There’s an abstract at this meeting. Matt Maurer and the Mayo Group looked at the patients who went from biopsy to starting treatment within 2 weeks versus the patients that went from biopsy to starting treatment after 2 weeks and showed that that was a very important prognostic indicator. And the patients that waited had better prognostic features and actually had better outcomes. So, just that simple step of having a patient wait, where, on the flip side, patients that are able to wait have more favorable outcomes largely, presumably, because they’re walking in and they can wait. They have better disease, so to speak. So that’s going to be a key factor in all of this. And it may be or has already been, for some of them, a factor in the outcomes of these trials. Certainly, with bortezomib, our data were consistent with that.
We have studies that looked at ibrutinib in this sort-of fashion, identifying patients by cell of origin and then randomizing the non-germinal center type, as identified by immunohistochemistry, to be able to then test ibrutinib in a randomized fashion more specifically in that population. And we have data with lenalidomide doing that as well. The ibrutinib and lenalidomide studies are ongoing in various forms. Greg Nowakowski looked at the R2-CHOP, or lenalidomide-rituximab CHOP, and had some data in a variety of different analyses—largely retrospective comparison—suggesting that the addition of lenalidomide could overcome the less favorable outcome of the non-germinal center type, but, of course, that needs to be studied prospectively.

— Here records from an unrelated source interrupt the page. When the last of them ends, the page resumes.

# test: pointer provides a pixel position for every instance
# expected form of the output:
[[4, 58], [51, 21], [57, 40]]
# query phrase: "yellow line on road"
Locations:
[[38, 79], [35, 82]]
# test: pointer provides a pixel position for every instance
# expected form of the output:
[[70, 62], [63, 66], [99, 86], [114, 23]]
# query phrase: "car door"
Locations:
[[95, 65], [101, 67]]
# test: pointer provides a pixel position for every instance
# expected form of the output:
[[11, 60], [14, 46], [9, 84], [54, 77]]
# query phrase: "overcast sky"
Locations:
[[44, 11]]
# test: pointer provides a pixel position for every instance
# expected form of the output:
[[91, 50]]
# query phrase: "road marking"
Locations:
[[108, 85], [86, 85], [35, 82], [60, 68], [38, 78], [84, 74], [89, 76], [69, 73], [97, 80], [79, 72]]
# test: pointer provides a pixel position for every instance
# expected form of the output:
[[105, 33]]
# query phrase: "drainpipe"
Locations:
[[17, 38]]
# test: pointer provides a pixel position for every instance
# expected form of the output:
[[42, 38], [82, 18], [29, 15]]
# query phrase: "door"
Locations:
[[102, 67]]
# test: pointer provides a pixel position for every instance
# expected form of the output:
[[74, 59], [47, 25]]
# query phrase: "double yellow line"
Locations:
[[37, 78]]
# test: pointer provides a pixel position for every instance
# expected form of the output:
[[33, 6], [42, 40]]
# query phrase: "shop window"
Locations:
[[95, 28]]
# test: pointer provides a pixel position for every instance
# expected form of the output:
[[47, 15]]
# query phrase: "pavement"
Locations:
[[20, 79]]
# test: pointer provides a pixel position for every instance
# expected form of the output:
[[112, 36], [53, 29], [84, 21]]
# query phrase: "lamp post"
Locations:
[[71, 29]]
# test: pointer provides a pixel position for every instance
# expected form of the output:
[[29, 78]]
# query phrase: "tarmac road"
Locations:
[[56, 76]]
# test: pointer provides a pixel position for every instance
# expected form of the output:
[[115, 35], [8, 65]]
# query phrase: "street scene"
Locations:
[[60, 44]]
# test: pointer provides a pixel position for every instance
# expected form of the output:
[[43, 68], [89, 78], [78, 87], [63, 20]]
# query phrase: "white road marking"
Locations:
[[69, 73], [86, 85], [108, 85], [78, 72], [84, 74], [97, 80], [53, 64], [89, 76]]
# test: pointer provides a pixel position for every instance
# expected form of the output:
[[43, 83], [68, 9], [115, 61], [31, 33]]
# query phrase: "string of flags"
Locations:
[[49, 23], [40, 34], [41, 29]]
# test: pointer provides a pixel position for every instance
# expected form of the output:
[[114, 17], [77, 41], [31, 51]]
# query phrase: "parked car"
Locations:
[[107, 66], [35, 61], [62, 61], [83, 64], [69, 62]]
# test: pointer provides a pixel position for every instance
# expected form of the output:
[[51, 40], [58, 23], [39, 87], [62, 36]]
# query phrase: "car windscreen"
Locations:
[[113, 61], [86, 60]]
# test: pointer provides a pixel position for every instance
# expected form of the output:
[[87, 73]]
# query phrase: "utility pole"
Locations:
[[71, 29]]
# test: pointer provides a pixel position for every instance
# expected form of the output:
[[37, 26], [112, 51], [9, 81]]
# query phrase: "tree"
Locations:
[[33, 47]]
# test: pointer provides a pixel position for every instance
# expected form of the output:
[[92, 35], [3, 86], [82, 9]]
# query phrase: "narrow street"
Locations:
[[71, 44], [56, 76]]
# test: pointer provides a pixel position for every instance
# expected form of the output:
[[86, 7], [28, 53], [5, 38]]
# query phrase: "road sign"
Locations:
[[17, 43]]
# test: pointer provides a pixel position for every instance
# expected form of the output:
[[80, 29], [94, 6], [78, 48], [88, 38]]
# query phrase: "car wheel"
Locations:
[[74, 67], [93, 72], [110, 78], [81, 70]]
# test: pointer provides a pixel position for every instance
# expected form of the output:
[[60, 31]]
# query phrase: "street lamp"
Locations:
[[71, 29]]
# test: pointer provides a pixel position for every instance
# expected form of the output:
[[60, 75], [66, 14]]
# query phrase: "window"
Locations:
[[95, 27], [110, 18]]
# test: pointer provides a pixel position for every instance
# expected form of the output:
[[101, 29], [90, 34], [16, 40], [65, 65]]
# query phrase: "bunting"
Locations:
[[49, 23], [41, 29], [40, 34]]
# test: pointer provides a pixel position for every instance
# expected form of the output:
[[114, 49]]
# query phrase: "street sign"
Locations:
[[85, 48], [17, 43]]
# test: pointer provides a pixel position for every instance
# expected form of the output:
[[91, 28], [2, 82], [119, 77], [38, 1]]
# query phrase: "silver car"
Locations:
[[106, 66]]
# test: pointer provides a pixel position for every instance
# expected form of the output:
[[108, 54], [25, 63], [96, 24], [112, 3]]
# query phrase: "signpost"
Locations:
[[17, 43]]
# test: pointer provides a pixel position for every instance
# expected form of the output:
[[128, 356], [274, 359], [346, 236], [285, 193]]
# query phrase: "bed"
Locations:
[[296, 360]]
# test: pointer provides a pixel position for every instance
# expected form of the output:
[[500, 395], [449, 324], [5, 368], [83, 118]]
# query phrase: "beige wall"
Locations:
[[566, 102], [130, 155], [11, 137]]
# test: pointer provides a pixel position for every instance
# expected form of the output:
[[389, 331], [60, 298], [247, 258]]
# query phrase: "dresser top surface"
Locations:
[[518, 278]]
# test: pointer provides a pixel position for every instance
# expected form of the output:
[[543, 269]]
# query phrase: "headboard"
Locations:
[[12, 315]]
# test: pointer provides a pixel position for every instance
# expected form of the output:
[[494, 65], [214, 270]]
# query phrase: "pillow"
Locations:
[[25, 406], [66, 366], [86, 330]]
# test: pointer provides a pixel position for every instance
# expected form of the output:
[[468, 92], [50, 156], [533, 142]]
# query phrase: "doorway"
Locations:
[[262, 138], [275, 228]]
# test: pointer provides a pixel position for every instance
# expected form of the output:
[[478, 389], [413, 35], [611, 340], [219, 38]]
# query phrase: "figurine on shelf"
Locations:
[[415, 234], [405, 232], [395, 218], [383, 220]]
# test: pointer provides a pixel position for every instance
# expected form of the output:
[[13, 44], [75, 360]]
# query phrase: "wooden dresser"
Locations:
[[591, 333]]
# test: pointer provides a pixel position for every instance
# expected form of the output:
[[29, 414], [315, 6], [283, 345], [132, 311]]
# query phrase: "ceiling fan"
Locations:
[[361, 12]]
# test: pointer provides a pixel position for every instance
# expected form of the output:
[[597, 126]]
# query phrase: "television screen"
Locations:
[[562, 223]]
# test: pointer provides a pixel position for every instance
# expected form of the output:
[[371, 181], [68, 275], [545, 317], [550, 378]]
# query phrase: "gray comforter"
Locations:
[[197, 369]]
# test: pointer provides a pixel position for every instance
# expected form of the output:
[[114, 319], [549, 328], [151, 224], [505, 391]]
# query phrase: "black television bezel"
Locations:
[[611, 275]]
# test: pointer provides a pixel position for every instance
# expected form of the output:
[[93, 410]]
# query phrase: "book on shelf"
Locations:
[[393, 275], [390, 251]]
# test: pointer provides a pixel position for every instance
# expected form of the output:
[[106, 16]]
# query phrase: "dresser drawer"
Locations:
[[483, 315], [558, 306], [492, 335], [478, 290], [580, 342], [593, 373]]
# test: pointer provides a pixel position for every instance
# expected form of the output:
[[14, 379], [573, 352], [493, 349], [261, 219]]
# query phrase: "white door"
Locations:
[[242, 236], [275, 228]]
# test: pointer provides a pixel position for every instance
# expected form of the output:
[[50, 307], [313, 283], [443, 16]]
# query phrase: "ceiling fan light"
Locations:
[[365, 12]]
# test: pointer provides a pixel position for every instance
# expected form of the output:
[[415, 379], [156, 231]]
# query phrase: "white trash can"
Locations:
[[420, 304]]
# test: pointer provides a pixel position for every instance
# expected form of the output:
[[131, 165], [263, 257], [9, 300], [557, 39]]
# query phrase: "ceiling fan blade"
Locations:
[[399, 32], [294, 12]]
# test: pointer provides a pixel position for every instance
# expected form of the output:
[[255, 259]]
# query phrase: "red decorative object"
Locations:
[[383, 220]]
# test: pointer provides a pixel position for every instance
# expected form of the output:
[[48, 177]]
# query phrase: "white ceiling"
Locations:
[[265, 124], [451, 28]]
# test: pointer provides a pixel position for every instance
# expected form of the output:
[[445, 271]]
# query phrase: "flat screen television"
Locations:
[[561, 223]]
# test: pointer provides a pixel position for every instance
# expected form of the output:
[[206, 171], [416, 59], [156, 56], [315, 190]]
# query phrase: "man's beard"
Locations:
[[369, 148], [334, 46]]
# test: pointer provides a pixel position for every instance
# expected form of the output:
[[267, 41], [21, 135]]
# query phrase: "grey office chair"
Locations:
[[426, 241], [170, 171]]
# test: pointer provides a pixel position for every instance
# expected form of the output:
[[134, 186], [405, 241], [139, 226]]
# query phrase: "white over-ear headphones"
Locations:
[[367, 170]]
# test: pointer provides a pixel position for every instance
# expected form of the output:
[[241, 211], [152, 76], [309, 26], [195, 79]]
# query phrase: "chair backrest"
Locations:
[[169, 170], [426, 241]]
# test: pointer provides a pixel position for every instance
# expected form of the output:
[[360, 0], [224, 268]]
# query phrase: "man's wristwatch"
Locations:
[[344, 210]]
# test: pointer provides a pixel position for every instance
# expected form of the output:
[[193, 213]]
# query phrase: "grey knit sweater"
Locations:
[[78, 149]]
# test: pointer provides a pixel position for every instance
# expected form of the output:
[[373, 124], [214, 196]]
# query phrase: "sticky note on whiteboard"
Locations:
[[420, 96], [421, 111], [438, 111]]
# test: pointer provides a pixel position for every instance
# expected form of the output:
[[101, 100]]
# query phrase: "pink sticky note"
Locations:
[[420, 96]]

So, I think it’s a great idea. I’m hopeful it will work. I’m a little bit cautious that it might not work because of these practical issues, but, again, we’ll have to see. As of today, I don’t think we should be treating patients on this basis; meaning getting your pathologist, our pathologist, give us cell of origin by immunohistochemistry. But generally speaking, we don’t treat patients on that basis. And I think, as Leo alluded to—the key factors that, in my practice, are beyond clinical factors of the ipilimumab—how much that changes therapy today is even debatable. Clinical factors like does the patient have mediastinal involvement? Do they have testicular involvement? A bone marrow involvement that might tweak my treatment a little bit or again looking at the double-hit group. Those are the decision-making processes, rather than cell of origin, at this point in time.